カザフスタン戦でも比江島は、外のシュートが入らずリズムに乗れない中、得意のドライブを仕掛けることで攻撃のメリハリをつけようとしていた。仙台で行われたイランとの強化試合に比べると、代表のスタイルによりフィットしている姿を見せられた印象は強い。それでも、本人にとっては満足できるパフォーマンスではなかった。「ドライブで得点を重ねることはできましたが、ターンオーバーも多く、もっと3ポイントシュートを決めてリズム良く行きたかったです。まだまだですが、Window1よりは成長が感じられたと思います」

3ポイントシュートを攻撃の要とする指揮官トム・ホーバスの戦術においては、比江島もプレーセレクションにおいて3ポイントシュートの比重を高めることを求められている。それでも、ただ3ポイントシュートを打っているだけでは攻撃は機能しない。長距離砲を効果的に決めていくには、インサイドアタックをしっかり行うことで内と外のバランスを取ることが重要だ。

比江島慎

「3ポイントシュートを普段は打たないタイミングでも打つように心がけています」

比江島はインサイドアタックも求められている存在で、イラン戦では彼の打開力がチームの大きな助けになることをあらためて証明した。傑出したドライブ力を持つ比江島だからこそ難しい、長距離砲とのプレー選択のバランスについて、現状の手応えをこう語る。

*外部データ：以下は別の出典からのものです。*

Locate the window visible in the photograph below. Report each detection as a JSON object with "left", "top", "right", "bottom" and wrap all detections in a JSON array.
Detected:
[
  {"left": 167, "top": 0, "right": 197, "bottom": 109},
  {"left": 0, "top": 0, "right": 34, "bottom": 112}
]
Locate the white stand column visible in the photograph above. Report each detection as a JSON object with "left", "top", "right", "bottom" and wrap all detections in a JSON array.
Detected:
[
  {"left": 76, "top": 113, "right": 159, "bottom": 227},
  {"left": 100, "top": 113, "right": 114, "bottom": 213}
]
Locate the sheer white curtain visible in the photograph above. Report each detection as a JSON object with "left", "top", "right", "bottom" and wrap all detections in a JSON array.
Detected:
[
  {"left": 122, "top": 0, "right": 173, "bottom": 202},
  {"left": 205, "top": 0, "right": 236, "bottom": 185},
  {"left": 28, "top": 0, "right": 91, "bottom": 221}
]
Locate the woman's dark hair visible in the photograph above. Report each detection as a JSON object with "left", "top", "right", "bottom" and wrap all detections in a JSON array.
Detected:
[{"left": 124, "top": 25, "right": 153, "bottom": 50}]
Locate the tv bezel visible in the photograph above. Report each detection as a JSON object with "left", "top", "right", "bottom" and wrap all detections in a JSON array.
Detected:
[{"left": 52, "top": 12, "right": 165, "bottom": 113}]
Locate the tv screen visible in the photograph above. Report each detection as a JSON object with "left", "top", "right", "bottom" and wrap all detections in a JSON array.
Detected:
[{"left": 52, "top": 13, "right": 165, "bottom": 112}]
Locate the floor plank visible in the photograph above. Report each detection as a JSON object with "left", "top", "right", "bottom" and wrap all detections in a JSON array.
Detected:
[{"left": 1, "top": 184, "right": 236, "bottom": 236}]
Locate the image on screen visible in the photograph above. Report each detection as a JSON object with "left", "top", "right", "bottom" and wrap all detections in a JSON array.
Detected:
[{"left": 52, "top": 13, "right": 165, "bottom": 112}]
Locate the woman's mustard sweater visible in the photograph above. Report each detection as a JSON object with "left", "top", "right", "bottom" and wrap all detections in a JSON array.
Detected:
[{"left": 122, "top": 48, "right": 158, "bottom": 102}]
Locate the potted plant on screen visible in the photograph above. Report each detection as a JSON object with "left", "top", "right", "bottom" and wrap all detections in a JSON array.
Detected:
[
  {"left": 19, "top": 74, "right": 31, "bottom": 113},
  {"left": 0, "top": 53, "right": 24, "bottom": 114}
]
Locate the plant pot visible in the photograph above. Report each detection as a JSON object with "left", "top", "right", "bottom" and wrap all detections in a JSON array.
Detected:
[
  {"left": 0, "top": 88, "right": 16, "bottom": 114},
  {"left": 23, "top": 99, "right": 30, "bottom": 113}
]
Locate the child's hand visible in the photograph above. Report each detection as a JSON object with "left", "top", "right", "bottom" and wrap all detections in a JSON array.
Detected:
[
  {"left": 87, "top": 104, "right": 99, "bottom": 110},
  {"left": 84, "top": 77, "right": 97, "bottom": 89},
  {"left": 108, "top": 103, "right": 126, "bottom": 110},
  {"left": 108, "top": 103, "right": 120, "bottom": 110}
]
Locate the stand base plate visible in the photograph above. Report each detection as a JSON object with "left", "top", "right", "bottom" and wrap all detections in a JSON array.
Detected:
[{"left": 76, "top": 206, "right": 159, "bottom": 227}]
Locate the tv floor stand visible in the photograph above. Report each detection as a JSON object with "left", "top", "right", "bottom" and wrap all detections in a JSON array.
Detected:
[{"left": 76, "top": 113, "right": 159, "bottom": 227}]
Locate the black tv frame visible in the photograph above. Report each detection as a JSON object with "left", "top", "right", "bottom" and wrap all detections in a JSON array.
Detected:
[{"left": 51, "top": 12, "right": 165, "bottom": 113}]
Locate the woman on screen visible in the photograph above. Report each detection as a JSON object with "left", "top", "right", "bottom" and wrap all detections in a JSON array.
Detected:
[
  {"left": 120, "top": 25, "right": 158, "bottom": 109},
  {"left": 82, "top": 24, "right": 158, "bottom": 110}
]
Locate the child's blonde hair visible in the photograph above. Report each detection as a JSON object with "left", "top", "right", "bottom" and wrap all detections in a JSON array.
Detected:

「3ポイントシュートを普段は打たないタイミングでも打つように心がけています。それが入らなかったですが、要求されているシュートは打てていると思います。でも、このチームはシューターが多いので、僕の場合はドライブをしなければいけない場面は多い。3ポイントに意識が行っている中でもドライブは生きていると思いますが、バランスはまだまだ改善しないといけないです」

比江島個人としてはWindow1の時と比べ、確実な進歩を感じているが、代表へのバスケットボールにさらにうまくフィットするにはどうしたらいいかは手探りな状態。ただ、今の代表の方向性に大きな可能性を感じている。「今までやったことのないバスケなので、難しいのは間違いないですが、少しずつ形になっています。このバスケが世界に通用する手応えは今回の合宿でつかめました。世界で勝つには今までやったことのないことが必要ですし、それを信じてやっています」

比江島が、個人として今の代表スタイルにハマることができれば、それは間違いなくチームの底上げに繋がっていく。また、イラン戦での3スティール、カザフスタン戦での7リバウンドと守備での貢献が光ったことも見逃せない。代表における比江島の新たな可能性を感じられた今回のWindow4だった。